Chef-d’œuvre d’armurerie en forme d’aigle, France, vers 1860, Paris, musée de l’Armée
 

Pourquoi cette oeuvre ?

Je trouve cette œuvre intéressante car elle attire tout de suite le regard par son côté imposant. Et aussi parce qu’elle est placée de manière isolée dans l’exposition, et en hauteur. Pour l’admirer on doit prendre de la distance et lever les yeux vers elle, ce qui, à mon avis, n’est pas anodin. Il y a encore plus de puissance qui s’en dégage. 

Que vous évoque-t-elle ?
En voyant cet aigle fait de lames, cela m’a tout de suite fait penser aux œuvres qui représentent Hitler un peu avant dans l’expo, elle en est comme un écho. J’ai pensé au départ qu’il s’agissait d’une œuvre qui glorifiait la puissance du III ème Reich, puisque l’aigle en était le symbole.

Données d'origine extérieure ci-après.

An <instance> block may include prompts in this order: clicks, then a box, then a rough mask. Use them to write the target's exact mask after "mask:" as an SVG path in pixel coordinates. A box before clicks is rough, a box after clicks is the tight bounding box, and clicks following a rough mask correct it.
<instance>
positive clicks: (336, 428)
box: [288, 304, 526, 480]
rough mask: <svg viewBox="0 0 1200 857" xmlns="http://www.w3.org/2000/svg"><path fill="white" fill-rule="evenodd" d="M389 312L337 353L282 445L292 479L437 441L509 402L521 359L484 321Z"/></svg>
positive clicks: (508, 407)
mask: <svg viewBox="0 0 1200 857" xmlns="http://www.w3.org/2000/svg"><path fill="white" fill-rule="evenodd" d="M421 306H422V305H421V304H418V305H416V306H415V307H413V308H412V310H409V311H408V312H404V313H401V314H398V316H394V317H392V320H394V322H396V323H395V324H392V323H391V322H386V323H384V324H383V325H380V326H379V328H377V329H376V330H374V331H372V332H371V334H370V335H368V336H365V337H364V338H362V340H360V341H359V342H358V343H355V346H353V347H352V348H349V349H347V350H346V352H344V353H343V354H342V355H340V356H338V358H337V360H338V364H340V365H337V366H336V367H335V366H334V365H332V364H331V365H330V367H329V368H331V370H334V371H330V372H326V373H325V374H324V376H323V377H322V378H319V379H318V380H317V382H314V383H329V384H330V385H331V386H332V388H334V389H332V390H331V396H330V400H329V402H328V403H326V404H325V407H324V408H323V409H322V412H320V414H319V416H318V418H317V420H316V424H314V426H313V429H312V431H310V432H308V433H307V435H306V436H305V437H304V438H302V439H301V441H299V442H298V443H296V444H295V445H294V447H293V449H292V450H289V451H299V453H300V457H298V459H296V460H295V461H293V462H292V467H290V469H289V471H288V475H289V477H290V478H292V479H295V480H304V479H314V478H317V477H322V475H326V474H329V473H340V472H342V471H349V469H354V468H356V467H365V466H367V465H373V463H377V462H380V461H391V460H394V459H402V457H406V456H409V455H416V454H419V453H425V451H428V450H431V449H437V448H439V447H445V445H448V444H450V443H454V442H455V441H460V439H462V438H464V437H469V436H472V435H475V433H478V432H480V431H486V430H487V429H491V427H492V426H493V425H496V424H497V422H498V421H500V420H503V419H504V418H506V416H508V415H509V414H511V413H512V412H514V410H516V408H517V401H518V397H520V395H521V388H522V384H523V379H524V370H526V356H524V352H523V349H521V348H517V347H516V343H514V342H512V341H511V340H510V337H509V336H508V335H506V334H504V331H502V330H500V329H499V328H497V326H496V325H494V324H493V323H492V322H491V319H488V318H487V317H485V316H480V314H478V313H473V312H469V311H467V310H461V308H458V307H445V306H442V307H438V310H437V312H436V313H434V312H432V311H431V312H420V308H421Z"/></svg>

Mais on se fait avoir en tant que spectateur, car on se base sur une association d’idées qui n’est pas nécessairement vraie. Il s’agit en fait d’une œuvre de 1860, et française qui plus est ! Elle a été réalisée pour symboliser la puissance de l’Empire français qui se développait alors. Aujourd’hui cela peut paraitre aberrant que la France ait pu choisir cet emblème. En cela c’est vraiment super qu’il n’y ait pas de cartels auprès des œuvres. Cela permet de chambouler nos idées reçues sur ce genre de représentations.